The other films have more resonance (without necessarily being better) because their lines of demarcation between dreamer and realist are not so rigid. Brewster McCloud satirizes its gang of stumblebum cops, fashion plate sleuths, dimwitted flunkies, and narcissistic politicians. Bubble-brained Suzanne sends the hero to his death by tipping off the police, yet Altman retains a measure of affection for her saucer-eyed effervescence and her giddy vulgarity.
Keechie comes through similarly, affecting in her wary attraction to Bowie, depressing in her scorn for his attempt to spring Chickamaw from jail, an adventure that leads to his death when Mattie sets him up for an ambush. Their undeceived, illusionless approach to life, untouched by imagination or spirit, seems drab and mean, as limited in its way as the criminals' childish fantasies. In both Images and The Long Goodbye, the principal realists—fusty, boring Hugh and chrome-plated, cynical Terry—fall to vengeful dreamers, and the audience certainly sheds no tears over them. Realism is not an unalloyed virtue in Altman's films. If fantasy leads to destruction, realism may result in amorality, with hardly a greater guarantee of survival.

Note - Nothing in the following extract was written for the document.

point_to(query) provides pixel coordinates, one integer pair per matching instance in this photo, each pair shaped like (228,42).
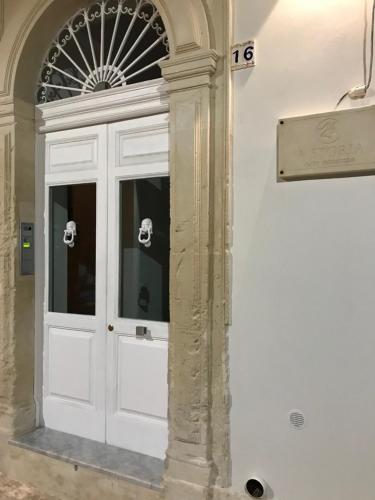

Nevertheless, there is no denying that Altman's dreamers generally end up dead or crazy. We leave Brewster and Bowie crumpled on the ground, one splintered amid the wreckage of his wings while a circus swirls around his body, the other hidden in a quilt with his blood leaking through it into the dirt. The others live on but at a murderous cost. Chickamaw brutally destroys a harmless old prison official; Cathryn knocks her husband down a waterfall, derangedly supposing that she has annihilated her alter ego. In the controversial ending of The Long Goodbye, Marlowe finally learns how contemptuously Lennox has used him under the guise of friendship and responds by killing his betrayer. This climax may be questionable, yet more harshly than any other Altman conclusion it does deliver his basic message to dreamers: kill or be killed.
These concerns are implicit in Altman's production methods and techniques. An intuitive director, he relies heavily on whims, the chemistry of his casts, sudden inspirations, the unexpected qualities that an actor (or a non-actor) brings to a part. Preconceived concepts, grand designs, tight scripts, and rigid shooting schedules go by the boards as much as possible. Very likely these procedures create a sense of community among the actors, technicians, and aides, one that is heightened by Altman's practice of retaining many assistants (cameraman Vilmos Zsigmond, film editor Louis Lombardo, production designer Leon Ericksen, composer John Williams, assistant director Tommy Thompson) and an irregular stock company of actors (Elliott Gould, Shelley Duvall, Keith Carradine, Sally Kellerman, John Shuck, Bert Remsen, Rene Auberjonois—among others) from film to film.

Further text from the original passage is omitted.